There are some positive practices which I have seen. At the vaccination clinic yesterday, the staff took the opportunity to share some key messages to the 100+ women waiting patiently. Even better, because it is a community without a local clinic the staff offer administration of contraceptive injections to any who want them. Injectable methods of contraception are a popular choice for many women here, both for ease, but probably more importantly is that they are effectively invisible to their partner. Many men are very much against contraception, apparently believing that the more children they father the higher their social standing. The contraceptive injection is available here as a pre-filled unit for self injection, and it is chemically stable being stored at the high ambient temperatures here.

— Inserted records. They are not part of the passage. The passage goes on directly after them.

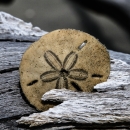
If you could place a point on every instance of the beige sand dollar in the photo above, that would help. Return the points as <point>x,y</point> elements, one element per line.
<point>63,58</point>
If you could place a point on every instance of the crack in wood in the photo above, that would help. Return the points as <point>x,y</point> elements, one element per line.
<point>8,70</point>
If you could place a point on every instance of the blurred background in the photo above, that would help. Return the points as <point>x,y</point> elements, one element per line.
<point>107,20</point>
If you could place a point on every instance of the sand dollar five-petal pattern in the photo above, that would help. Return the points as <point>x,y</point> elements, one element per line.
<point>64,58</point>
<point>62,71</point>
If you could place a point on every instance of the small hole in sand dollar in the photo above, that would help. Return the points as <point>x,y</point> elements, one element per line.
<point>82,45</point>
<point>76,86</point>
<point>97,76</point>
<point>32,82</point>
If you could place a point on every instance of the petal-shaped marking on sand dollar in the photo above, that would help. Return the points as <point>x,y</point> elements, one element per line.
<point>78,74</point>
<point>53,60</point>
<point>70,60</point>
<point>49,76</point>
<point>62,82</point>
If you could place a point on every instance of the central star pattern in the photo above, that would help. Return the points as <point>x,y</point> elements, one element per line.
<point>62,71</point>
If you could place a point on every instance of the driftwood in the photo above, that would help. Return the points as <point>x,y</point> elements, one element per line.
<point>108,107</point>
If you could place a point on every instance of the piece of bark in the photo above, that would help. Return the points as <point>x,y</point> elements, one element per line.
<point>110,104</point>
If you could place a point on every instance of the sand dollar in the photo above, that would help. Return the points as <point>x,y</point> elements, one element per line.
<point>63,58</point>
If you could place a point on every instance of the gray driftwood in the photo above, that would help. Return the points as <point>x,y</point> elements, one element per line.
<point>109,107</point>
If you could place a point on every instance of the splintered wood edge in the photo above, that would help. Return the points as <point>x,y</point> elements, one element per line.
<point>111,106</point>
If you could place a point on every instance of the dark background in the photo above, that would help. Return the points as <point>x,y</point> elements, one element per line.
<point>107,20</point>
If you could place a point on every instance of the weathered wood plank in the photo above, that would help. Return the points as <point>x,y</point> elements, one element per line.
<point>109,105</point>
<point>13,104</point>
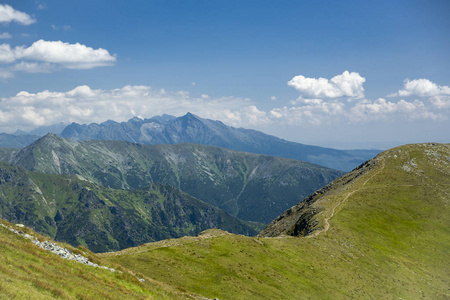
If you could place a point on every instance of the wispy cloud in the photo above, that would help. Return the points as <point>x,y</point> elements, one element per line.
<point>421,87</point>
<point>85,105</point>
<point>51,55</point>
<point>9,14</point>
<point>5,35</point>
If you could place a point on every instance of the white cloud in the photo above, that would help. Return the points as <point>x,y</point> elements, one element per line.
<point>421,87</point>
<point>45,56</point>
<point>5,35</point>
<point>381,109</point>
<point>345,85</point>
<point>6,54</point>
<point>72,56</point>
<point>86,105</point>
<point>9,14</point>
<point>63,27</point>
<point>440,102</point>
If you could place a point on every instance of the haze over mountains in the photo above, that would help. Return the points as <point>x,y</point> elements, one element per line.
<point>379,232</point>
<point>81,213</point>
<point>193,129</point>
<point>249,186</point>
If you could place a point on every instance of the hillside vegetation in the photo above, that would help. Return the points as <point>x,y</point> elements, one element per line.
<point>379,232</point>
<point>193,129</point>
<point>102,219</point>
<point>248,186</point>
<point>29,272</point>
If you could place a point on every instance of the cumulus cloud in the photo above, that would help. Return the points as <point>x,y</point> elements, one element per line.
<point>5,35</point>
<point>345,85</point>
<point>421,87</point>
<point>440,102</point>
<point>86,105</point>
<point>382,109</point>
<point>43,56</point>
<point>9,14</point>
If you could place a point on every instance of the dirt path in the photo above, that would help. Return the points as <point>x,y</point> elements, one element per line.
<point>326,220</point>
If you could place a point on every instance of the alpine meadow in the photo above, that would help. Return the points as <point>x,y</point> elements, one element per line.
<point>217,150</point>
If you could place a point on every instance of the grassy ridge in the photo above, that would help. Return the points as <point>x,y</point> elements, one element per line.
<point>29,272</point>
<point>248,186</point>
<point>103,219</point>
<point>388,238</point>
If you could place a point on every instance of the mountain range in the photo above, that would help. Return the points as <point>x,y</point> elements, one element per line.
<point>81,213</point>
<point>249,186</point>
<point>378,232</point>
<point>193,129</point>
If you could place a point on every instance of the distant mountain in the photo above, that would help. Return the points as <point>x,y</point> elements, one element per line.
<point>403,174</point>
<point>16,141</point>
<point>249,186</point>
<point>193,129</point>
<point>43,130</point>
<point>382,232</point>
<point>81,213</point>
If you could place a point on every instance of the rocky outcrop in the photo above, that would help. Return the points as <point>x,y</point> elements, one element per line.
<point>56,249</point>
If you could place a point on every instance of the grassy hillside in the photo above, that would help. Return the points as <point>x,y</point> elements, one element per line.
<point>29,272</point>
<point>249,186</point>
<point>102,219</point>
<point>381,232</point>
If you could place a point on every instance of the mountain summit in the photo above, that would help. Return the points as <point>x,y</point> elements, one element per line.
<point>193,129</point>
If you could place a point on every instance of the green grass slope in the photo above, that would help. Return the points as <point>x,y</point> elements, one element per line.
<point>29,272</point>
<point>103,219</point>
<point>248,186</point>
<point>380,232</point>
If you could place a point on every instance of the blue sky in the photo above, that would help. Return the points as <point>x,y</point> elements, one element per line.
<point>344,74</point>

This could be life changing for women who live in the most rural communities for whom travel to a clinic becomes extremely challenging or even impossible during the rainy season. Implants are widely available, with the huge benefit that no further action is needed for 3 or 5 years, depending on the type. Having been taught insertion and removal a great many years ago, I have been fitting and removing these. In the UK we would use a fully sterile kit and sterile gloves. Here, because there are no scalpels to make an incision for the removal, women are told that they must buy a razor blade (they are sold individually wrapped in the market) for us to incise the skin (incidentally women are told to bring a single blade to the hospital when they come to give birth which is used to cut the cord). The forceps used are simply washed (rinsed) and then wiped over with spirit before reuse. I realise that I am starting to accept the incredibly different standards here – but will certainly feel much more comfortable following the strict aseptic technique for procedures that I was taught 40+ years ago as a student nurse!